Gil, vous avez récemment participé à un reportage pour Courants d’Air autour du thermalisme à Evaux-les-Bains. Comment cette aventure a-t-elle commencé ?
Un peu par hasard, comme souvent dans la vie. Une rencontre, des échanges sur les réseaux sociaux, puis une invitation que j’ai trouvée très belle. Courants d’Air m’a proposé de découvrir le thermalisme le temps d’un reportage, et j’ai tout de suite dit oui. C’était l’occasion idéale de prendre une pause et de découvrir quelque chose que je ne connaissais pas vraiment.
Avant cette expérience, aviez-vous déjà testé le thermalisme ?
Pas réellement. Je connaissais les villes d’eaux de nom, j’étais déjà passé dans certaines stations, mais sans jamais aller au fond des choses. Là, j’ai découvert le thermalisme “pour de vrai” : les soins, les eaux, les installations… et surtout les bienfaits.

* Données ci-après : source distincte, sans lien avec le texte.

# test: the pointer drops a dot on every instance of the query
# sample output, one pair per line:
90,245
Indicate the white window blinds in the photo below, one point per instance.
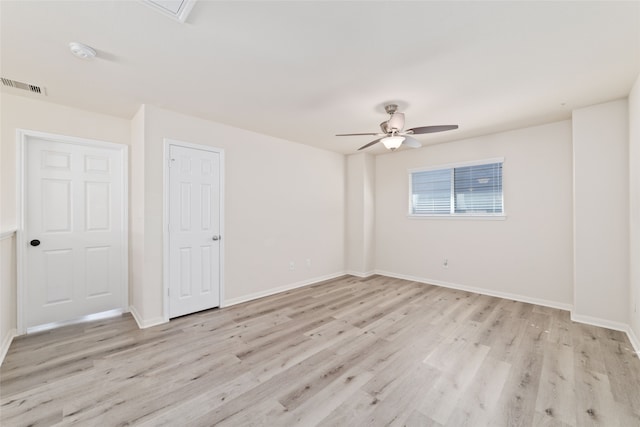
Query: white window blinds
460,190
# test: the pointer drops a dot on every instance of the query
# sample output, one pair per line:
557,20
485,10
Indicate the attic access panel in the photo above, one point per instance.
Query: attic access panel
177,9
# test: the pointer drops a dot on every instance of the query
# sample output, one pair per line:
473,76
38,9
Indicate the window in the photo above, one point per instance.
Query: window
471,189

En quelques jours, on ressent déjà un vrai apaisement, autant physique que mental.


Qu’est-ce qui vous a le plus surpris pendant cette immersion ?
Le lâcher-prise. Très sincèrement. Dès qu’on enfile un peignoir, il se passe quelque chose. On laisse tomber les rôles, le stress, le rythme effréné du quotidien. On accepte de ralentir. Et ça, pour quelqu’un qui travaille beaucoup, c’est extrêmement précieux.
Vous avez parlé d’un vrai moment pour “penser à soi”…
Oui, totalement. Quand on est comédien, on enchaîne les tournages, les spectacles, les déplacements. On a beaucoup de chance de travailler, mais on oublie parfois de s’écouter. Cette parenthèse thermale m’a rappelé qu’il est essentiel de se préserver, de prendre soin de son corps et de sa tête.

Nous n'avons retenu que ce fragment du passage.